U.S. individual life insurance new annualized premium increased 1 percent in the fourth quarter of 2015. This is the sixth consecutive quarter of positive growth, according to LIMRA’s Fourth Quarter 2015 U.S. Retail Individual Life Insurance Sales Survey.
“While growth slowed in the fourth quarter, individual life insurance premium sales increased 6 percent in 2015,” noted Ashley Durham, assistant research director, LIMRA Insurance Research. “Whole life and indexed universal life insurance products continued to drive overall growth throughout the year.” Total policy count rose 1 percent in the fourth quarter and 4 percent for the year. This is the first year of positive policy count growth since 2012.

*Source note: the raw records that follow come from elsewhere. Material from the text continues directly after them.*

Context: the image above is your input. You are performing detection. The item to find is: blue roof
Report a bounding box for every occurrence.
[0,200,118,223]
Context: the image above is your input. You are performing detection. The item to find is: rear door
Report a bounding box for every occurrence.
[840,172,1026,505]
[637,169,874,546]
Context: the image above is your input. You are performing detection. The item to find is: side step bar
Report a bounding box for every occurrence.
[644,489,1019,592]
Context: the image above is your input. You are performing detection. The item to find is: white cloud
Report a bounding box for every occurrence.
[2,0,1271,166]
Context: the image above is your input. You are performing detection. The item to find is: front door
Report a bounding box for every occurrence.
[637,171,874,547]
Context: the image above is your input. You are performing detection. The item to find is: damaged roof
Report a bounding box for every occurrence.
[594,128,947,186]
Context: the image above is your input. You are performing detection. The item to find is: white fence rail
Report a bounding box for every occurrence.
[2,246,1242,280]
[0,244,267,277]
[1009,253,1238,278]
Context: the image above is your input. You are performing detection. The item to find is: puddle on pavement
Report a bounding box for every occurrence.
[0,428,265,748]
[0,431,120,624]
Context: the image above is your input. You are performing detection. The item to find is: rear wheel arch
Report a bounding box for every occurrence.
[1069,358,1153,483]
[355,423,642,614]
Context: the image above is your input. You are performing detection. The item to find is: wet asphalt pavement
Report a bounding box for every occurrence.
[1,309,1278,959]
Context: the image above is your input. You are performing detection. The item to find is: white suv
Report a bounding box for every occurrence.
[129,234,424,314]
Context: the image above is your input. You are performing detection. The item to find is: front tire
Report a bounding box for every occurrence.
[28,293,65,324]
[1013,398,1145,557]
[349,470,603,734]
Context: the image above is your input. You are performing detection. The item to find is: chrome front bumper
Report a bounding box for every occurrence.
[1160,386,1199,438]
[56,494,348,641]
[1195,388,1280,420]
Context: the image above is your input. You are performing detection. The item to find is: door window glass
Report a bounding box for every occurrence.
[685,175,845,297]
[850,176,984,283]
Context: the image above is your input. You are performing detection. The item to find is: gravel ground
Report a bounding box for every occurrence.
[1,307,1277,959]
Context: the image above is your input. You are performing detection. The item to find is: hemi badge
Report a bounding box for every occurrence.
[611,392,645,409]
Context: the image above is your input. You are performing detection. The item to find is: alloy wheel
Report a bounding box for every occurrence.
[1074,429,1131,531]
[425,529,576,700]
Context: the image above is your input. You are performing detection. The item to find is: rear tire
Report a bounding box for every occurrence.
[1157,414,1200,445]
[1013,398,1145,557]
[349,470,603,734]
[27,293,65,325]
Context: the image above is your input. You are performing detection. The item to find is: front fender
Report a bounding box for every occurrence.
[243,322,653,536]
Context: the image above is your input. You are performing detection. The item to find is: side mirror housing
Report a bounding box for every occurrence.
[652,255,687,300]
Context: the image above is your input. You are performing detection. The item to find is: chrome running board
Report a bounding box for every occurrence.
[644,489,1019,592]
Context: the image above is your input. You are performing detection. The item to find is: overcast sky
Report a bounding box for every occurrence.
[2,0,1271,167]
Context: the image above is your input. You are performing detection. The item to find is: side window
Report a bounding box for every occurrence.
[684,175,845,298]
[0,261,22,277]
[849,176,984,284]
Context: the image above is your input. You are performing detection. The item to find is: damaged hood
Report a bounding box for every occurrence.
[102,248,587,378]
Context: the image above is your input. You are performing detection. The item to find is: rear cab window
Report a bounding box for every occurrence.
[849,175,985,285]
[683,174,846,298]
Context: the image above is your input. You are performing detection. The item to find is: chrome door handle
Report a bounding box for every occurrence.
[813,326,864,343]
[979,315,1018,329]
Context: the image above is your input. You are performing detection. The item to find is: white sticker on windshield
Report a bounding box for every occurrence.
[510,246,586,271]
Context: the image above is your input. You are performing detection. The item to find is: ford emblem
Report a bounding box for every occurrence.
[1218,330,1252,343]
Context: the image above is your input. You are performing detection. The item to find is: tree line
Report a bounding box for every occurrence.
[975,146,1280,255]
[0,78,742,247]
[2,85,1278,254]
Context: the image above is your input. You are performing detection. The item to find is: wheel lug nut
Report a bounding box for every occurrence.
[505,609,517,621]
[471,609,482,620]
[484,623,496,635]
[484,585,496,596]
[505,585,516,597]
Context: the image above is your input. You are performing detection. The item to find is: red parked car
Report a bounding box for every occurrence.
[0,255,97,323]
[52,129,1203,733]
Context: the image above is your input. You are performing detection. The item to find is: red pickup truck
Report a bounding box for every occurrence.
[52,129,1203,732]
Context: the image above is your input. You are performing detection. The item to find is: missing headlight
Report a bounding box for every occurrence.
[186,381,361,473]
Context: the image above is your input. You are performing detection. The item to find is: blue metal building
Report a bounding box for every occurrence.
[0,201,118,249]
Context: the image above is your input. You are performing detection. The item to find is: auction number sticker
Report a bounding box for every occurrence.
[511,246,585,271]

Universal life (UL) new annualized premium fell 1 percent in the fourth quarter, primarily because of a decline in lifetime guaranteed universal life and current assumption UL (down 10 and 14 percent). Despite fourth quarter declines, UL ended the year up by 7 percent.
Indexed UL premium increased 6 percent in the fourth quarter. This is the slowest quarterly growth indexed UL has experienced since the fourth quarter 2013. In 2015, indexed UL jumped 15 percent and was the primary driver of overall UL sales growth for the year. IUL represented 55 percent of UL new premium and 21 percent of all individual life insurance new premium. Total UL premium represented 38 percent of all life insurance new premium in 2015.
Whole life premium continues to enjoy positive growth. In the fourth quarter, WL increased 6 percent and improved 9 percent in 2015. This is the 10th consecutive year of positive growth for whole life. WL represented 34 percent of the total life insurance new premium in 2015.
Term sales growth was modest, up 1 percent in the quarter and 2 percent for the year. LIMRA is projecting little term sales growth over the next couple of years as pricing, reserving and capital issues continue to affect the market. Term’s market share was 21 percent in 2015.